What makes a business local? For our purposes, LoveLiveLocal defines local as the corporate headquarters for the business physically located on Cape Cod. Additionally we love to see and celebrate local businesses that contribute to the community in a positive way.
So, what happens when corporate or nonlocal entities catch on that local is “trending?”
You have likely heard the terms whitewashing – it’s defined as ‘a coordinated attempt to hide unpleasant facts, especially in a political context’ – and greenwashing, ‘when a company or organization spends more time and money claiming to be eco-friendly (or green) through advertising and marketing than actually implementing business practices that minimize environmental impact.’ Along the same vein we felt it important to keep on keeping it 100 and define what we consider “localwashing.”
We see localwashing as when a corporate entity or non-local business tries to present themselves in a way that suggests they are locally owned to cash in on the trend of shopping, buying and eating local.
Some examples include:
- When one of the biggest banks on the planet calls itself “the world’s local bank”

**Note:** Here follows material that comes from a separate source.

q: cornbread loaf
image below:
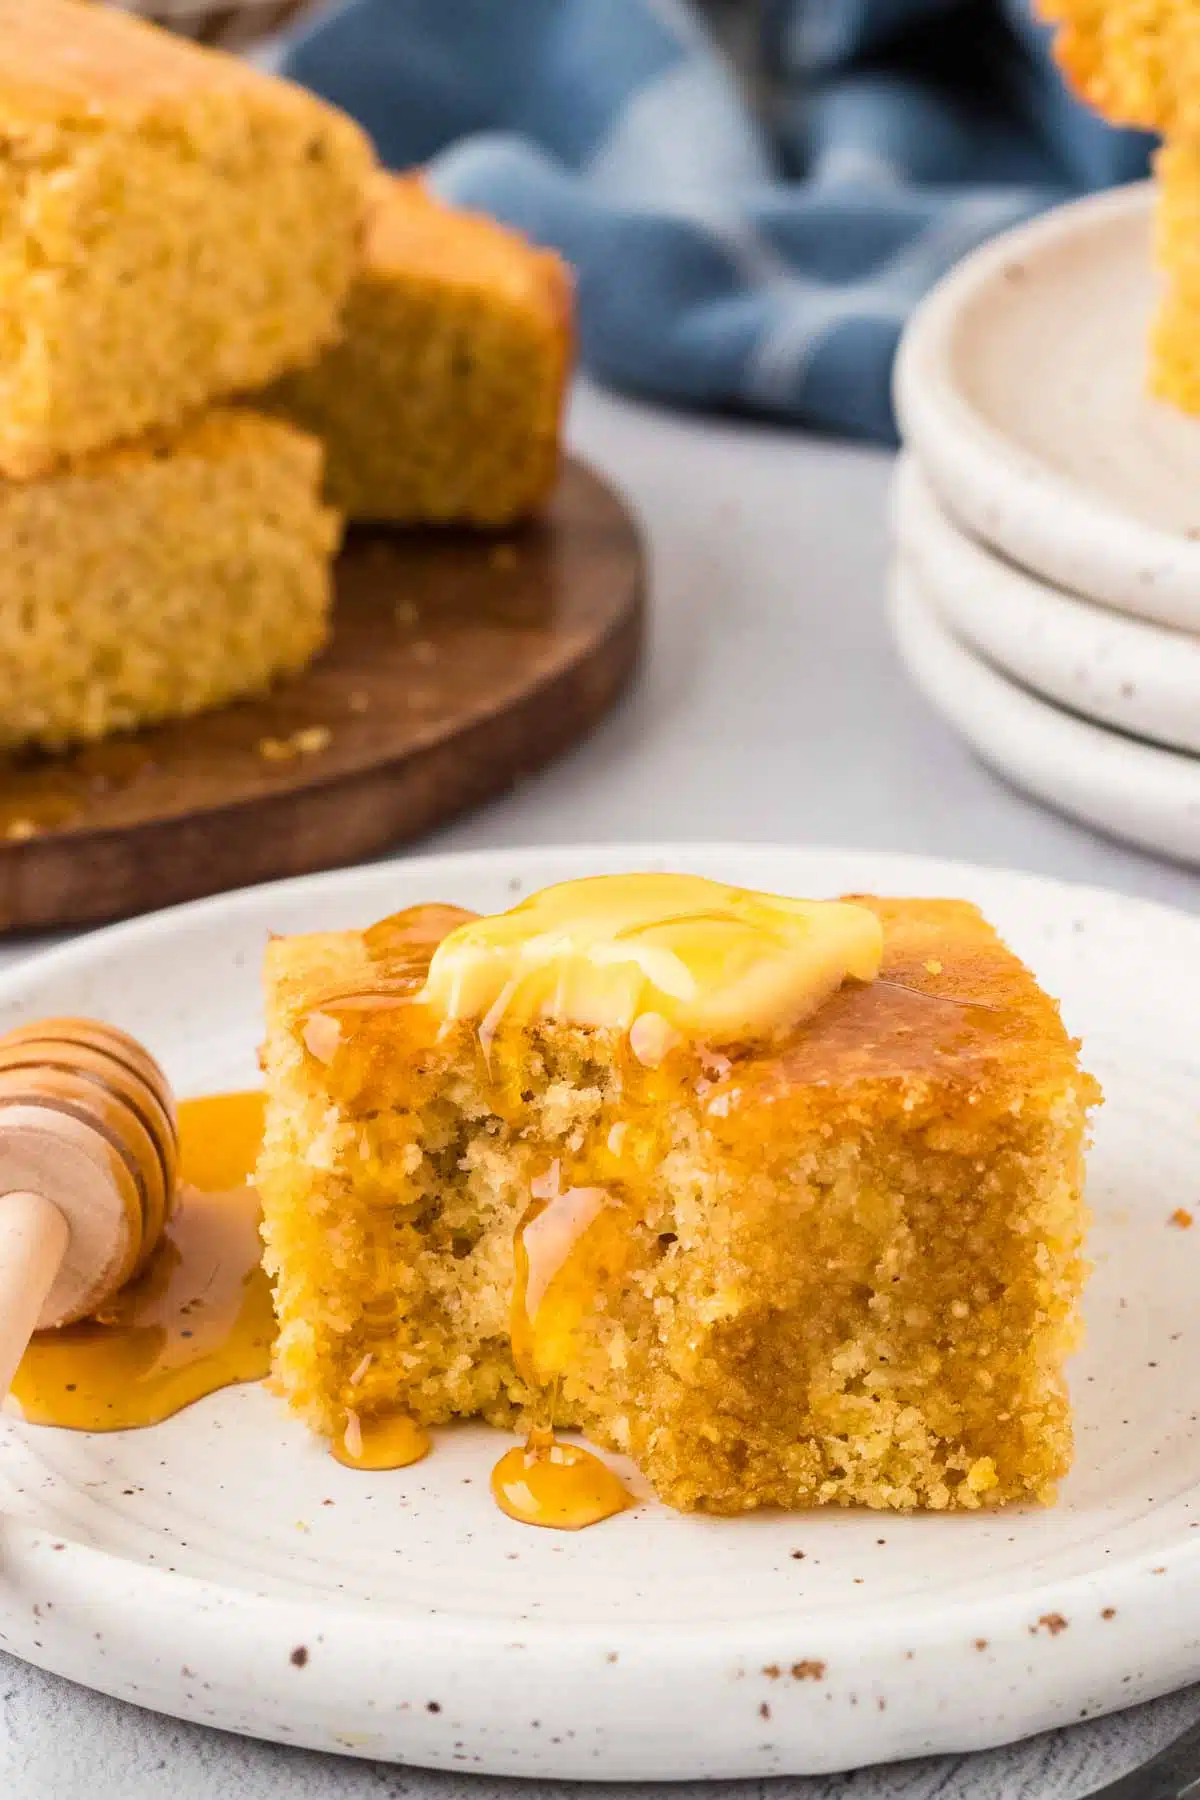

- When a huge retailer opens other smaller stores (selling the same/similar merchandise) under a different name or a large coffee chain removes its name from a few of its locations in order to appear independently owned
- When a supermarket chain advertises themselves as offering “local flavor” when they stock a minimal amount of locally grown produce
- If a corporately owned shopping center urges people to shop local…at their nearest mall filled with chain stores
- If a store found in cities and towns all over the country sells items with the word LOCAL branded on them
- When an international condiment brand launches a marketing campaignencouraging people to eat locally grown produce…with their mayonnaise
- If a corporate bookstore claims “all bookselling is local”
When a big corporation or business not based in what you consider your local community does something like this, it can be considered localwashing.
These tactics are disingenuous and deceptive, and not good for any local community. Because at the end of the day, more money spent at truly local stores stays in a local community than money spent at national stores or online.